O coração inquieto no impeliu a buscamos um jeito e a tecnologia nos auxiliou para que pudéssemos nos encontrar! E assim começamos a nos organizar através de reuniões virtuais. Cada dia é uma batalha que enfrentamos e ficamos nos perguntando: ainda teremos força de enfrentar o que virá? Temos que lidar com o luto das perdas, consolar, amenizar a dor. Cavamos no mais profundo uma mensagem de esperança para quem ficou desesperado sem poder enterrar dignamente seus familiares.
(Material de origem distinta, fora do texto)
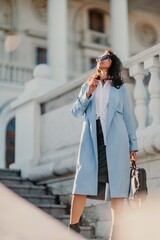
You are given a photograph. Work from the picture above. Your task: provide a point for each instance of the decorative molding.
(146, 34)
(36, 34)
(40, 8)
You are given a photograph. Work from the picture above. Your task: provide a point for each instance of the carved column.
(140, 95)
(119, 28)
(152, 64)
(58, 40)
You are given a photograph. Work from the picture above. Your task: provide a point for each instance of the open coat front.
(120, 138)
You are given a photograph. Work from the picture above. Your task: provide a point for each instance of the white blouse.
(102, 98)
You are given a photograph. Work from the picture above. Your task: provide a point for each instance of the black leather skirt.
(102, 160)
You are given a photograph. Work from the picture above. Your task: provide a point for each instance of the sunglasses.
(103, 58)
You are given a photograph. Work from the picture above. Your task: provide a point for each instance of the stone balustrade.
(15, 73)
(94, 38)
(144, 68)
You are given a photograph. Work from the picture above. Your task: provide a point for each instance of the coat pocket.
(119, 111)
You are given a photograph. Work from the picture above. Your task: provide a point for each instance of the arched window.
(10, 143)
(96, 21)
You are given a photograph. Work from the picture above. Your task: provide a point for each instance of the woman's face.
(104, 64)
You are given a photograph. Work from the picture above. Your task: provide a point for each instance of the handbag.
(138, 190)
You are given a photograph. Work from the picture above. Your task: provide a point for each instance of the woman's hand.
(132, 155)
(92, 85)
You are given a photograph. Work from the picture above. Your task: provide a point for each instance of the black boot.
(75, 227)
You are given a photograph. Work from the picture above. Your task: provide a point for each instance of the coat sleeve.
(81, 102)
(129, 122)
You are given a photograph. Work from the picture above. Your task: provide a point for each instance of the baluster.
(140, 95)
(152, 65)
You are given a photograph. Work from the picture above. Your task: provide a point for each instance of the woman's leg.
(77, 207)
(117, 208)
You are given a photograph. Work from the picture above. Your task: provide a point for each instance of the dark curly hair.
(114, 71)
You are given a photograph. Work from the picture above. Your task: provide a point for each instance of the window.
(41, 55)
(92, 63)
(96, 21)
(10, 143)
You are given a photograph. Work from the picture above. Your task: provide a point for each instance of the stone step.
(14, 180)
(88, 231)
(22, 189)
(64, 218)
(10, 172)
(53, 209)
(41, 199)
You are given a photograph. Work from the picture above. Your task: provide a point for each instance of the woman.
(108, 141)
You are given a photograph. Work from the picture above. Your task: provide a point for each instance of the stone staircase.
(41, 197)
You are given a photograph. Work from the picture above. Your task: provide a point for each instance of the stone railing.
(15, 73)
(95, 38)
(145, 69)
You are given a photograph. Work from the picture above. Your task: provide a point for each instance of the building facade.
(36, 127)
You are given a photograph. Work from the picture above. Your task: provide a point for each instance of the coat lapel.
(93, 127)
(114, 99)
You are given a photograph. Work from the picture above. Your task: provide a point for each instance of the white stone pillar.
(58, 40)
(28, 119)
(119, 28)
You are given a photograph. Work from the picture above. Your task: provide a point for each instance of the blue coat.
(120, 140)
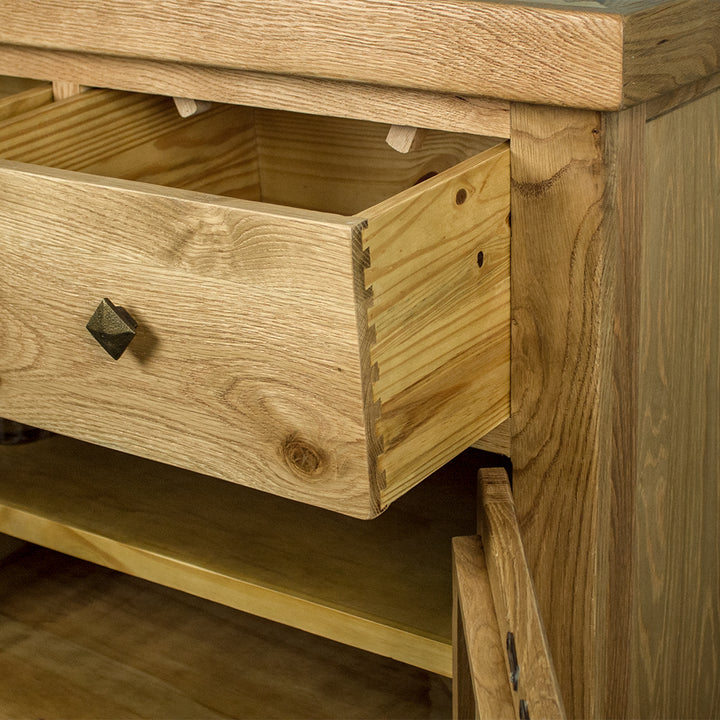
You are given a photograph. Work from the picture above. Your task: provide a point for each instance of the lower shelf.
(382, 585)
(80, 642)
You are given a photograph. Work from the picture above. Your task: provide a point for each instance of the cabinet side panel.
(572, 330)
(676, 641)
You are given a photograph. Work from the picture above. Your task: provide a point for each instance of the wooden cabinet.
(611, 110)
(313, 319)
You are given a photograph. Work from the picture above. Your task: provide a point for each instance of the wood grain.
(63, 89)
(668, 46)
(18, 103)
(514, 598)
(687, 93)
(441, 322)
(82, 642)
(532, 54)
(404, 138)
(575, 234)
(497, 440)
(487, 693)
(232, 346)
(385, 586)
(676, 629)
(15, 85)
(235, 337)
(442, 111)
(140, 137)
(344, 166)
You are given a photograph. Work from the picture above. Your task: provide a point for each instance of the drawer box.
(319, 316)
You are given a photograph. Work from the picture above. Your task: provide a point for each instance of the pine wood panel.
(139, 137)
(676, 630)
(79, 641)
(482, 689)
(14, 85)
(441, 319)
(532, 54)
(385, 585)
(329, 164)
(442, 111)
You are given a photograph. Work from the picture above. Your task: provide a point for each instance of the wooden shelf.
(382, 585)
(81, 642)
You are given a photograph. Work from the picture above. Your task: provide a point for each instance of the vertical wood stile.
(574, 234)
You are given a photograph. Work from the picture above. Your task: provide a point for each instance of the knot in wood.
(303, 458)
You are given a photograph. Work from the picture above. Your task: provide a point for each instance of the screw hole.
(425, 177)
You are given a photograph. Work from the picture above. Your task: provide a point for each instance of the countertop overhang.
(602, 55)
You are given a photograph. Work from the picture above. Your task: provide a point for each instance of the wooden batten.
(439, 276)
(24, 101)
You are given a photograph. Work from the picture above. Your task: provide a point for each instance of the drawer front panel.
(283, 343)
(233, 371)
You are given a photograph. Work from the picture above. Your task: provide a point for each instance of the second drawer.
(319, 316)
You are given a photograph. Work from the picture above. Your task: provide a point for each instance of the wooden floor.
(80, 641)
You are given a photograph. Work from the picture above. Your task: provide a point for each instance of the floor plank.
(81, 641)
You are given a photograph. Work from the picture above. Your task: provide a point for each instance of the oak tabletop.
(599, 54)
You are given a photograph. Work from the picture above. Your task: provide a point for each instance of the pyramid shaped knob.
(113, 327)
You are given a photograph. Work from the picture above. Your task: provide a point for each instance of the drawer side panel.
(439, 276)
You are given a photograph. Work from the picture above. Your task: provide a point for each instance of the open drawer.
(318, 316)
(502, 666)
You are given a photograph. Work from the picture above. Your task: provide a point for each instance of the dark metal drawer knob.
(113, 327)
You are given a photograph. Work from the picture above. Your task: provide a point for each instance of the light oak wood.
(441, 111)
(336, 165)
(668, 46)
(24, 101)
(514, 598)
(440, 318)
(576, 222)
(604, 55)
(687, 93)
(405, 138)
(284, 298)
(16, 85)
(352, 581)
(81, 642)
(502, 52)
(482, 688)
(675, 627)
(497, 440)
(140, 137)
(200, 386)
(62, 89)
(187, 107)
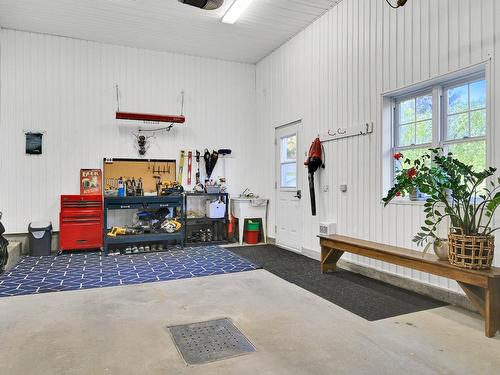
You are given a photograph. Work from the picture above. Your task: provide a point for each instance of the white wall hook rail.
(351, 131)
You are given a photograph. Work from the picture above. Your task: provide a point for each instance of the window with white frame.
(451, 115)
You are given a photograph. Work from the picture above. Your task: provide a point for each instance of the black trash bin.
(40, 238)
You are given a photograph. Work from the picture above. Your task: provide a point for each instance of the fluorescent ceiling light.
(235, 11)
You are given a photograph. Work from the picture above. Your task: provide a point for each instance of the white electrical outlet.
(327, 228)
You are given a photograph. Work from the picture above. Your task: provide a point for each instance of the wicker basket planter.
(472, 252)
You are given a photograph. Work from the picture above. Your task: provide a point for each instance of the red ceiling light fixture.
(399, 3)
(149, 117)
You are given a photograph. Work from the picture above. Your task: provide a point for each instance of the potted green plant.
(456, 191)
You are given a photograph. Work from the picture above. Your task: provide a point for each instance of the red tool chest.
(80, 222)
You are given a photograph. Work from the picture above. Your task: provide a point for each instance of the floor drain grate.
(210, 341)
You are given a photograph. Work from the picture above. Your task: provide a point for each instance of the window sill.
(407, 202)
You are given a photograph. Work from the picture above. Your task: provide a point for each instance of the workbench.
(173, 201)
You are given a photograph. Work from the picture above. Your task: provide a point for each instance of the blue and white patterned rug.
(74, 271)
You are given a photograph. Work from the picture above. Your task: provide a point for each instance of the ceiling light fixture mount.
(235, 11)
(204, 4)
(399, 3)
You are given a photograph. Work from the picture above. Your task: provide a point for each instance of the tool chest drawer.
(80, 222)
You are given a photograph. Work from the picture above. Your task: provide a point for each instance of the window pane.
(424, 132)
(478, 95)
(406, 135)
(289, 175)
(289, 148)
(407, 111)
(412, 154)
(458, 99)
(458, 126)
(470, 153)
(478, 123)
(424, 108)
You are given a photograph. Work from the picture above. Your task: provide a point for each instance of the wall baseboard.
(431, 291)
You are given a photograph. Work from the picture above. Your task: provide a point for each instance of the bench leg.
(329, 259)
(492, 308)
(487, 302)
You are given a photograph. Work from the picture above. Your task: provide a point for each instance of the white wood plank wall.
(66, 87)
(332, 74)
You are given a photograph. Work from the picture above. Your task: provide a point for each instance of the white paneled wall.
(332, 75)
(66, 87)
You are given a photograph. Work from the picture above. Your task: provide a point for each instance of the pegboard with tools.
(148, 170)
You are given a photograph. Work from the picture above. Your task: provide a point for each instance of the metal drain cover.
(209, 341)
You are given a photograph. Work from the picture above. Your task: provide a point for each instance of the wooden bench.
(481, 287)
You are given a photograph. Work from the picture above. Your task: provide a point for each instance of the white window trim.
(285, 162)
(437, 84)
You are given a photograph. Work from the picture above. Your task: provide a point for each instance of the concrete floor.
(121, 330)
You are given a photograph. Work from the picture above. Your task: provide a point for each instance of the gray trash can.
(40, 238)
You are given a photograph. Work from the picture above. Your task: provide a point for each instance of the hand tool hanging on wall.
(224, 152)
(206, 157)
(213, 161)
(181, 167)
(198, 170)
(190, 166)
(313, 162)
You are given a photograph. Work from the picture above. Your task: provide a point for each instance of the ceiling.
(167, 25)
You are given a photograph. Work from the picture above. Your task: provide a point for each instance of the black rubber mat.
(368, 298)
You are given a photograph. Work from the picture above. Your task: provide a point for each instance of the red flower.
(412, 173)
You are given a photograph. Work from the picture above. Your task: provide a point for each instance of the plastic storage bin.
(40, 238)
(252, 237)
(253, 225)
(215, 210)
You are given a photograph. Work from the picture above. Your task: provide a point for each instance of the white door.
(288, 187)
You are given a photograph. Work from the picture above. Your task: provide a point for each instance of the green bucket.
(253, 225)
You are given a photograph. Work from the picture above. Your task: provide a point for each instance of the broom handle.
(313, 195)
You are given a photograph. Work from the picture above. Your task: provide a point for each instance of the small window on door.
(288, 162)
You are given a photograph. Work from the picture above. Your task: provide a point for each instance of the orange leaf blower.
(313, 162)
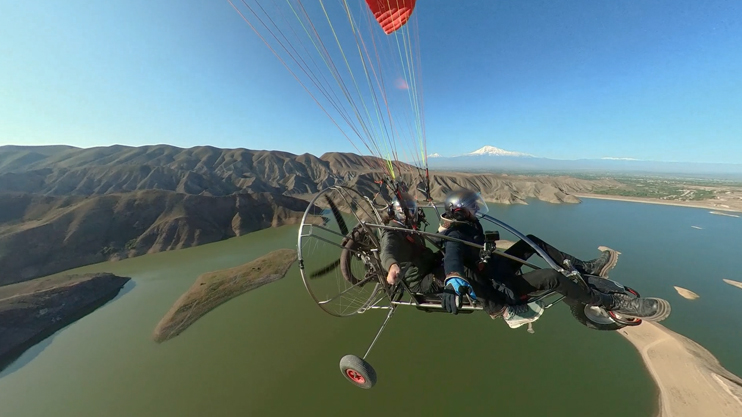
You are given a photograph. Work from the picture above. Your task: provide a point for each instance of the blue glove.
(454, 288)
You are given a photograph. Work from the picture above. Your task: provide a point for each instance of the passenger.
(406, 255)
(466, 274)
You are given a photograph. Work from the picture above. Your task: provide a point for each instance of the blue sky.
(658, 80)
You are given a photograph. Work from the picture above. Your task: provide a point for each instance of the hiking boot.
(516, 316)
(649, 309)
(600, 265)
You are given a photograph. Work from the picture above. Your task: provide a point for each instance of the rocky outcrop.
(215, 288)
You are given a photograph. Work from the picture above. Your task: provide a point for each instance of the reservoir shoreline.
(735, 207)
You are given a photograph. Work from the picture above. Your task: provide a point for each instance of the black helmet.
(465, 199)
(409, 203)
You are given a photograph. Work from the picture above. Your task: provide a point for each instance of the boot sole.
(612, 261)
(663, 311)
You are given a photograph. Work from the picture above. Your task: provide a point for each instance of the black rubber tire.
(357, 371)
(578, 312)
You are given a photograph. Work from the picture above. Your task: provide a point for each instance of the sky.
(652, 79)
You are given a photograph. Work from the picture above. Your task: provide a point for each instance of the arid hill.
(63, 207)
(206, 170)
(215, 288)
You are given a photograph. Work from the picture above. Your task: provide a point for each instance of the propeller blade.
(325, 270)
(338, 216)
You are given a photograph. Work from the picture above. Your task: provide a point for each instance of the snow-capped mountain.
(490, 158)
(494, 151)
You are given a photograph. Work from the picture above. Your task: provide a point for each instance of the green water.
(273, 352)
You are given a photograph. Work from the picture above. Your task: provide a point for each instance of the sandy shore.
(704, 204)
(691, 381)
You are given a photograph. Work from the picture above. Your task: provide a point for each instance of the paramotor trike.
(341, 220)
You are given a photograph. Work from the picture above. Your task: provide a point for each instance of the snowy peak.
(493, 151)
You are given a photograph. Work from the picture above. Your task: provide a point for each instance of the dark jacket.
(409, 251)
(465, 261)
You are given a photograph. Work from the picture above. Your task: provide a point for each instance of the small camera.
(491, 236)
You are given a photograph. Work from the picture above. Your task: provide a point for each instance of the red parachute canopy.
(391, 14)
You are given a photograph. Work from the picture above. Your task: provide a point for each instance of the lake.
(273, 352)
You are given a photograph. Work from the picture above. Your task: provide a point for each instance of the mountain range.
(490, 159)
(62, 207)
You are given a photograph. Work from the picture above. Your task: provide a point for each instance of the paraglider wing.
(391, 14)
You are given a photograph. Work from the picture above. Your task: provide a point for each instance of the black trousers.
(506, 272)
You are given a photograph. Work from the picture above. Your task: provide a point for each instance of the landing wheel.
(359, 372)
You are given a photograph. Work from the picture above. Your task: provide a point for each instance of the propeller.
(324, 271)
(338, 217)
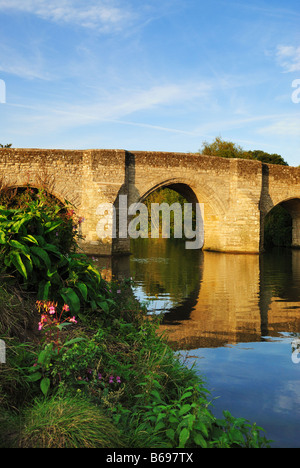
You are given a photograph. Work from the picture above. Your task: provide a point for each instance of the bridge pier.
(236, 194)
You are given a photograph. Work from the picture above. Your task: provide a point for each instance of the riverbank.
(113, 386)
(84, 364)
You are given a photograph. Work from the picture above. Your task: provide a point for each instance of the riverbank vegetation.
(85, 365)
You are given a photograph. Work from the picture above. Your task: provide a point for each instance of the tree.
(268, 158)
(223, 149)
(228, 149)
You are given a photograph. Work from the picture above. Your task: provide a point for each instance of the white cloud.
(288, 58)
(113, 109)
(283, 126)
(100, 14)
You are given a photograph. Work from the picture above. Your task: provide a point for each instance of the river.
(236, 318)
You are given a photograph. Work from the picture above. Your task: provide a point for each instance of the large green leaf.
(42, 254)
(17, 262)
(45, 385)
(2, 237)
(30, 238)
(83, 289)
(71, 299)
(18, 245)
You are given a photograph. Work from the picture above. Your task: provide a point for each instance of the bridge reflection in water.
(238, 317)
(213, 299)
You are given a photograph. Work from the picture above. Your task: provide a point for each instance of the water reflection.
(211, 299)
(239, 315)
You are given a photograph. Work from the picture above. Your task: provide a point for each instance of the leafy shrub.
(38, 240)
(67, 422)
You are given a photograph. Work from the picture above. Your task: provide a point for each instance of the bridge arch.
(214, 209)
(290, 205)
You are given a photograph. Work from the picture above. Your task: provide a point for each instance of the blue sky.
(153, 75)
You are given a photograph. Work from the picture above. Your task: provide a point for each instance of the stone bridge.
(236, 194)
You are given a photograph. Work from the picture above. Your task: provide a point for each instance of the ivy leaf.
(45, 385)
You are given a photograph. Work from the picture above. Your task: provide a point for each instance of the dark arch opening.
(172, 193)
(281, 226)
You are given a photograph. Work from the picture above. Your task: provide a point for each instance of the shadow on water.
(235, 318)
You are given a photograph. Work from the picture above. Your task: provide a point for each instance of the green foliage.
(113, 382)
(223, 149)
(38, 241)
(67, 422)
(228, 149)
(267, 158)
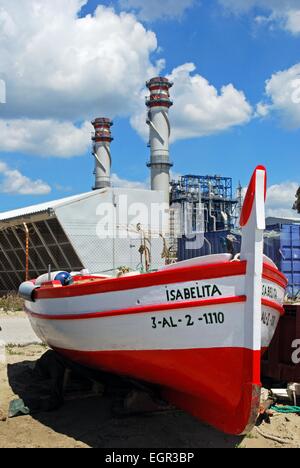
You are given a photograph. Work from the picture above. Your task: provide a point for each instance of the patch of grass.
(11, 303)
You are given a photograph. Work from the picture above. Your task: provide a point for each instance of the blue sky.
(62, 82)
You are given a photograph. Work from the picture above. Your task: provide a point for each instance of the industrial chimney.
(158, 120)
(101, 150)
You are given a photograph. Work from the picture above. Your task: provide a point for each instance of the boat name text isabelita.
(196, 292)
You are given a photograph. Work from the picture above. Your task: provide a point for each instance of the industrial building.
(108, 228)
(209, 199)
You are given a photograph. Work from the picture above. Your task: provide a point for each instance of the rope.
(275, 439)
(286, 409)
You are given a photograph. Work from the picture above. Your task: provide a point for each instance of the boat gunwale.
(149, 308)
(158, 278)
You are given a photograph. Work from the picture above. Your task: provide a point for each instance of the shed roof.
(43, 207)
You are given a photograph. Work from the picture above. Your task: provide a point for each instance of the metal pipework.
(159, 104)
(101, 151)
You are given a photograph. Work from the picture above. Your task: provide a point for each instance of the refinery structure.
(91, 231)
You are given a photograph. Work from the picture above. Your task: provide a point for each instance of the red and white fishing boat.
(196, 328)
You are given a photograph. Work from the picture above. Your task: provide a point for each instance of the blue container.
(290, 253)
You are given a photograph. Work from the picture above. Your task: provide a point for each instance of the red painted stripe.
(178, 275)
(215, 385)
(275, 275)
(144, 309)
(273, 305)
(250, 196)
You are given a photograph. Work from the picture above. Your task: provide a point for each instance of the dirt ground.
(89, 422)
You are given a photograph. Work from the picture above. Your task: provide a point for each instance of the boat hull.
(191, 337)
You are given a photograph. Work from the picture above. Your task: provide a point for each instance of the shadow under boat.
(104, 410)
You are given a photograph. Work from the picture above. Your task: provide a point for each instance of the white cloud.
(61, 68)
(45, 137)
(157, 9)
(124, 183)
(280, 200)
(13, 182)
(199, 109)
(283, 97)
(284, 13)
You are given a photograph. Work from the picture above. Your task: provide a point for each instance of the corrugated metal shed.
(89, 231)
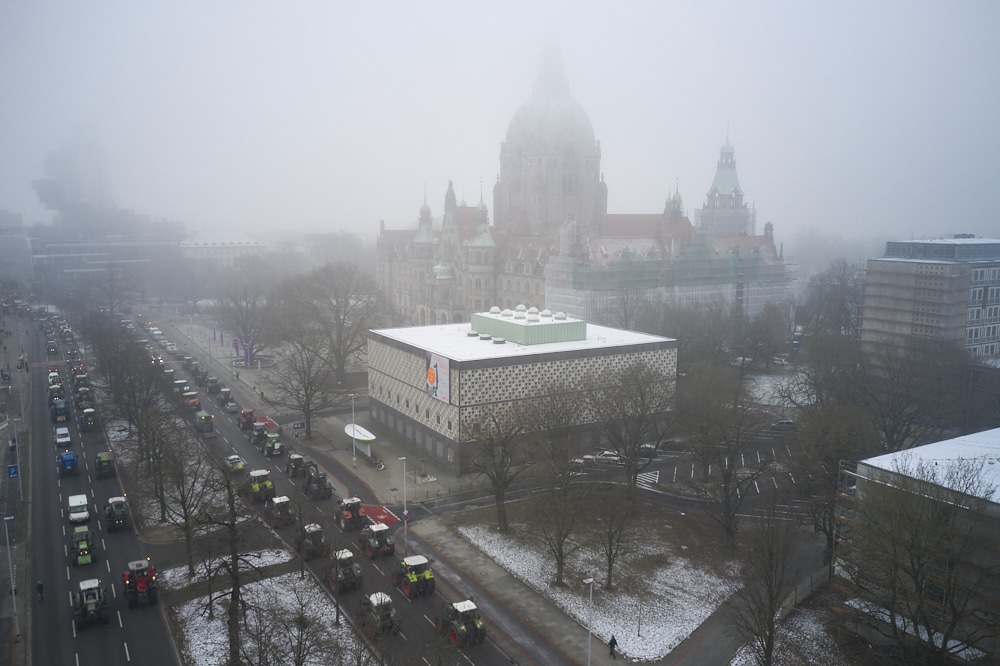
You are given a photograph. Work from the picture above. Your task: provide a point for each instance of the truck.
(105, 465)
(67, 463)
(88, 421)
(59, 411)
(204, 423)
(246, 419)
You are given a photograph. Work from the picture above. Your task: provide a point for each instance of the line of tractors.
(90, 601)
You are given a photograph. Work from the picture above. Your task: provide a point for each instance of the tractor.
(260, 487)
(140, 583)
(235, 465)
(257, 434)
(67, 463)
(271, 446)
(414, 576)
(461, 623)
(342, 572)
(311, 543)
(376, 615)
(278, 512)
(295, 466)
(90, 604)
(246, 419)
(105, 465)
(82, 551)
(352, 514)
(316, 486)
(376, 541)
(117, 514)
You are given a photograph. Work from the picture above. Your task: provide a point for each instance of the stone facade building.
(554, 245)
(944, 290)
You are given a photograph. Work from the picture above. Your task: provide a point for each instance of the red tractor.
(140, 583)
(352, 515)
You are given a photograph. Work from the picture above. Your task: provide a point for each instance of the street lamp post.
(406, 514)
(590, 616)
(354, 441)
(10, 564)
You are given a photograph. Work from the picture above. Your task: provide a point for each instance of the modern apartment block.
(943, 290)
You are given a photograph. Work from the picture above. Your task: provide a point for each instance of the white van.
(79, 512)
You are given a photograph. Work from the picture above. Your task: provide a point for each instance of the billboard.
(437, 377)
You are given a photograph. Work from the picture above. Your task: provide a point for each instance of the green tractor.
(83, 546)
(461, 623)
(117, 514)
(104, 466)
(90, 604)
(311, 543)
(260, 488)
(414, 576)
(376, 541)
(376, 615)
(342, 573)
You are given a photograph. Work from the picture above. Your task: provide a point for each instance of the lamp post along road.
(10, 564)
(354, 441)
(406, 514)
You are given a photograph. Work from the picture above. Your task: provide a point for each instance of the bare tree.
(612, 520)
(632, 410)
(917, 551)
(767, 581)
(243, 310)
(830, 435)
(346, 304)
(560, 504)
(302, 375)
(500, 453)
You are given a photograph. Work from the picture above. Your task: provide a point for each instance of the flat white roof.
(454, 342)
(983, 446)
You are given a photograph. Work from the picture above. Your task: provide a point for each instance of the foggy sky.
(855, 119)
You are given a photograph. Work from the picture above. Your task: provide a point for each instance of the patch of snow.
(677, 597)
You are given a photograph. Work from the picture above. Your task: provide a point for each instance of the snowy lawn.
(649, 618)
(286, 616)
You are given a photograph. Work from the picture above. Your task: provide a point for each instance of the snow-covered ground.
(285, 614)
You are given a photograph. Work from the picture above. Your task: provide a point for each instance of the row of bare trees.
(176, 484)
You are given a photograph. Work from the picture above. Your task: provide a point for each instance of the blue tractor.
(67, 463)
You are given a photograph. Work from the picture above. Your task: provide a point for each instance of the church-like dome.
(551, 121)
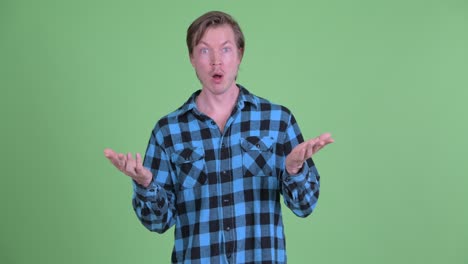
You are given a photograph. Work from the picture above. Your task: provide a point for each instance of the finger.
(139, 164)
(122, 161)
(309, 151)
(130, 166)
(109, 153)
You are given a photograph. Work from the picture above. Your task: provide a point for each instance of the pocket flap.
(257, 143)
(188, 155)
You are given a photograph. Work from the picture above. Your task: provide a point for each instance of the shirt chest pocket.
(190, 167)
(257, 156)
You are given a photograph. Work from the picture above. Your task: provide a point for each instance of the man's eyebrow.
(223, 44)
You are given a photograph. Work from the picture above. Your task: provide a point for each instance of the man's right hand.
(130, 167)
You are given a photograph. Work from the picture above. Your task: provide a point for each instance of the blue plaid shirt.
(222, 190)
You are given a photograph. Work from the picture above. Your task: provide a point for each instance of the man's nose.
(216, 59)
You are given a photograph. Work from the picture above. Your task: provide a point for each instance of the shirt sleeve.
(155, 204)
(300, 191)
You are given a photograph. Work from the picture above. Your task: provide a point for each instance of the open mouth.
(217, 76)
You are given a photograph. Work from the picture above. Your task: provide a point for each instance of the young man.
(215, 167)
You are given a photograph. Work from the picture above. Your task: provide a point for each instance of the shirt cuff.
(297, 179)
(154, 194)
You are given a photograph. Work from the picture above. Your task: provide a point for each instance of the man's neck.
(210, 103)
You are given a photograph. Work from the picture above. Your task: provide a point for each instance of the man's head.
(212, 19)
(216, 46)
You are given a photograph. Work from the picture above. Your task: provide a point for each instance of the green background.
(388, 79)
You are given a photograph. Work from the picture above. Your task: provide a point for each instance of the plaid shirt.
(222, 190)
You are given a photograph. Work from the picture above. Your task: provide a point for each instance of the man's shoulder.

Entre todos os grupos vulneráveis, os povos indígenas ganham destaque. Mesmo antes de acontecer os primeiros óbitos entre eles, nasce das nossas entranhas cuidadoras o desejo de fazer algo. Superamos os primeiros momentos de medo, pânico, paralização e nos organizamos em REDE com as Universidades, CRB (Congregação Filhas do Amor Divino e Divina Providência), pastorais sociais, CEBS, REPAM, CIMI, grupos de mulheres. Muitas iniciativas ganharam vida e estão dando vida: estamos fazendo remédios caseiros para aumentar a imunidade e para o Covid-19; confecção de máscaras; campanhas para arrecadar alimentação, produtos de higiene e limpeza; uma vaquinha virtual para proteger e cuidar da vida do povo indígena Warao (refugiados venezuelanos) e demais povos indígenas; acionamos o MPF, MPP, poder público para garantir o direito à saúde, à moradia para os mais vulneráveis. Uma gota de água no oceano da indiferença faz a diferença!
Lembro aqui Madre Tereza de Calcutá, quando lhe perguntaram o que fazia para se proteger do contágio quando ela visitava os pobres e doentes. Ela respondeu: “só bastam três coisas: água, sabão e muito amor”.
Tecemos, com a resiliência, a alegria e a esperança dos pobres, a REDE DE SOLIDARIEDADE, movidas pelo Espírito da Verdade, que não se dilui, mas permanece, porque tem a solidez do compromisso missionário firmado no amor, na justiça socioambiental e na paz. Assim, estamos celebrando os cinco anos da Revolução Laudato Si, que nos aponta para o caminho de conversão pessoal, ecológica, cultural, eclesial. Que esse tempo de pandemia seja proativo e nos inspire um novo modo de ser e estar no mundo, como mulheres consagradas, CUIDADORAS da VIDA.
Esse tempo de pandemia é também um termômetro de como estão nossas relações, primeiramente comigo mesma, pois tenho que me confrontar com o que SOU, com a minha verdade, voltar para minha casa interior; como estão as relações com o outro, que é meu espelho e sempre me aponta minhas fragilidades. Tempo de revestir-se de HUMANIDADE, portanto menos cobranças e mais gratuidade.
Trago o exemplo concreto de que nossa relação com as duas famílias, nossos vizinhos, se intensificou nesse tempo, a partir da iniciativa de irmã Iracema, de se encontrar todos os dias para a reza do terço e, depois, mais uma hora para jogar conversa fora. É claro que usando máscaras e mantendo o devido distanciamento.
Também consolidamos novas relações de irmandade ao intensificar momentos de oração pessoal, comunitária, estudos, reflexões, retiros sobre franciscanismo, assistindo a lives com temáticas sobre VRC e os textos e celebrações enviados pelas coordenações geral e provincial.
Estamos vivendo tempo fecundo de muita vida e esperança. Tempo de rever nossa relação com a Casa Comum, como viver a sobriedade feliz e ter como marco da nossa organização institucional a ecologia e economia, que não podem andar separadas. Tempo de REVISITAR as fontes originárias do Evangelho e do carisma franciscano, com Clara e Francisco trilhar o caminho árduo e fascinante da nossa vida-missão e sair dessa pandemia recriadas, rejuvenescidas, com novo ardor missionário, acreditando que um outro mundo possível.